For Europe, as it consists of so many different countries, I wouldn’t be able to name one distinctive challenge for the whole continent. But I can talk about Ukraine – the country of my origin, which becomes more and more being the part of European Union. The biggest challenge for Ukraine is to allow young, well-educated, ambitious people to grow professionally inside their own country. For the last 3 years, nearly 4 million people left the country to work abroad.
Ukraine is perceived as a country with well-educated young people especially in the field of software development. One of my clients for instance – a software development company based in Lviv – is growing rapidly. The company has probably now more than 5000 employees. Their customers are mostly situated in the USA. They try to be so much internal customer oriented, and try to create and save their unique culture to attract and to retain talents.
“Nice to have” or a strategic factor of success: How do you experience that organizations in the USA and Ukraine view (international) leadership development at the moment and how will that be in the future?

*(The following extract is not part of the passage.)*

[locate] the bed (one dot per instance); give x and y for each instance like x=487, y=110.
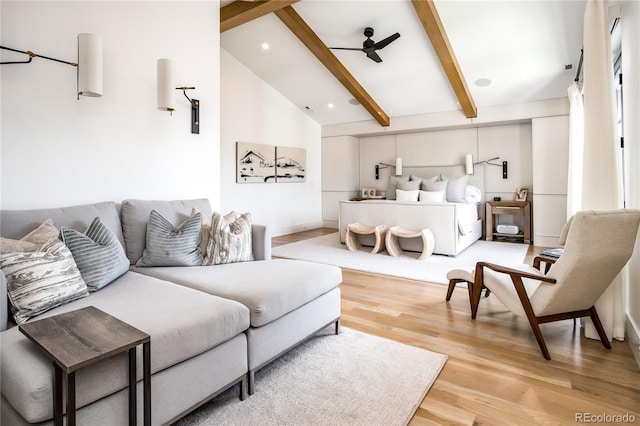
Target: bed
x=456, y=224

It is still a question – how much leadership is an inborn trait, and how much one can learn to be a leader. Let’s suppose that anyway some characteristics are inborn and some characteristics the environment supports, based on the values of the environment. In the US – right from the elementary schools and further – they try to teach and support respect, honesty, loyalty and the ability to follow the rules. And this is great! At the same time, there are many situations where you should speak up, demand higher standards, and reveal yourself. You should not be afraid to be different – this is important if you want to be a leader. Just remember famous American leaders – Martin Luther King with his “I have a dream” speech. Or Steve Jobs who was crazy demanding high standards on everything his people were doing.
“Nice to have” for the US organizations – they should support their people to go beyond the expected rules and procedures. Probably, what I’ve seen in the US, many companies work on stable markets. To go beyond, it’s about changes and development. But if you do not grow, one day the market will kill you.

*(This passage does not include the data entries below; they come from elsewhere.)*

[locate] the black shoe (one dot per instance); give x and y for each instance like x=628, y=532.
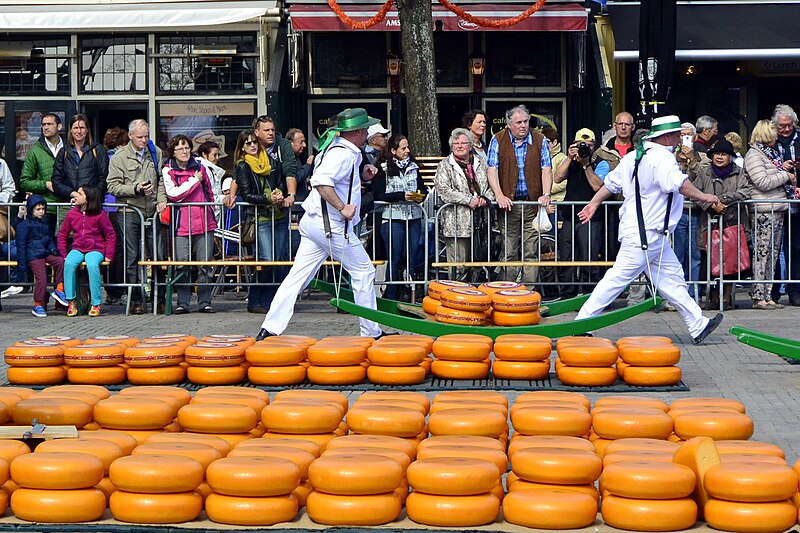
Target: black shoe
x=712, y=325
x=263, y=334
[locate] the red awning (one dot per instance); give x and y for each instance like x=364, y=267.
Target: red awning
x=561, y=17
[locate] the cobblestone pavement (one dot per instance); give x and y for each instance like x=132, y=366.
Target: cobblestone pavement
x=768, y=386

How is the situation in Europe? Well, the amount of international business headquarters situated in Europe is tremendous. When they operate in their home countries – which again are stable markets – the leader is a person who is able to support the status quo. When these companies go to the growing markets – they need another type of leadership. The challenge here is to manage the transfer from a stable environment while to a flexible and changing environment. “Nice to have” is to stop trying multiplying strategies and approaches which worked for them in the past. The future is different.

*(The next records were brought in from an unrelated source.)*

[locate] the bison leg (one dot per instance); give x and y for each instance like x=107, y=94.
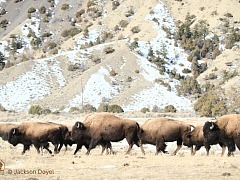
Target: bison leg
x=231, y=147
x=207, y=147
x=79, y=146
x=129, y=148
x=237, y=141
x=55, y=148
x=46, y=146
x=179, y=145
x=25, y=148
x=197, y=147
x=92, y=145
x=193, y=151
x=160, y=146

What is most important when working as a trainer on an international level and what skills does it take?
To be flexible. Be able to follow before leading. To develop your “sixth sense” – research cultural differences, be attentive and to be sensitive enough to adapt your training to the group you are working with. Once I got an advice from a local taxi driver in Uzbekistan – do not make any critical comments – any at all. It worked, the group blossomed for me like a wonderful lotus. On the second day, they were ready to help each other and give confrontational feedback.
Can you think of any typical challenges and maybe think of some challenging moments you’ve experienced during a training?
Cultural differences, “the training traditions” and different languages, especially the idioms, are the most typical challenge for me. One American group I’ve worked with used so many idioms that I can still remember some of them. For instance, they said their company had to “reinvent the vows”. Usually, when people marry they give each other “vows” – promise to love and take care. So, their 50 years old company had to look at what they promised at the start, and, probably change something to answer the needs of their current customers.
What can help as a trainer is to prepare the slides of the flipchart with written rules and tasks if English is not the first language for the group. My MDI colleagues are doing a wonderful job creating some Power point slides with a vocabulary list in case we give a group some sort of bright metaphors or stories with unusual or uncommon words and terms.
And then there is also a difference of the room set-up between different groups. Some training groups prefer to sit around a big table with their laptops. Other groups are ready to have an open space training without any desks inside. Psychogeography (the location of people and subjects in the space) influences a lot of the training path.
In times of the unstoppable digitalization – do you think that classroom trainings will vanish completely at some point? And according to your experience: do you think that e-learning solutions are more developed in the US than in Europe?
I do not think they “vanish completely”. But in the nearest future, a huge part of the training content will be digital. It is the same tendency for Europe, the USA and for Ukraine, as well. Sure, Ukraine has fewer resources for it to happen quickly. But in Ukraine, we are highly oriented on gamification of such sort of digital education, especially in IT companies.
How does the digitalization affect the training industry in general? Which changes/processes are happening at the moment and do you think that companies are ready for this change?
Right now we as training and development companies/specialists need to develop a new set of skills and competencies. Briefly, it is the ability to create useful and engaging digital content. It’s much more being a scenario writer. We need to be able to understand what picture we will put on the screen. Well, probably we need to learn from Hollywood now.
According to your opinion: What will be the biggest challenge for the training & development industry in the next 5 to 10 years?
The world changes faster than the industry. In order to survive and win, the training industry has to learn faster than the other business world. To learn faster doesn’t mean to run quickly. It means the training industry has to find a creative way of doing it. This is the main challenge.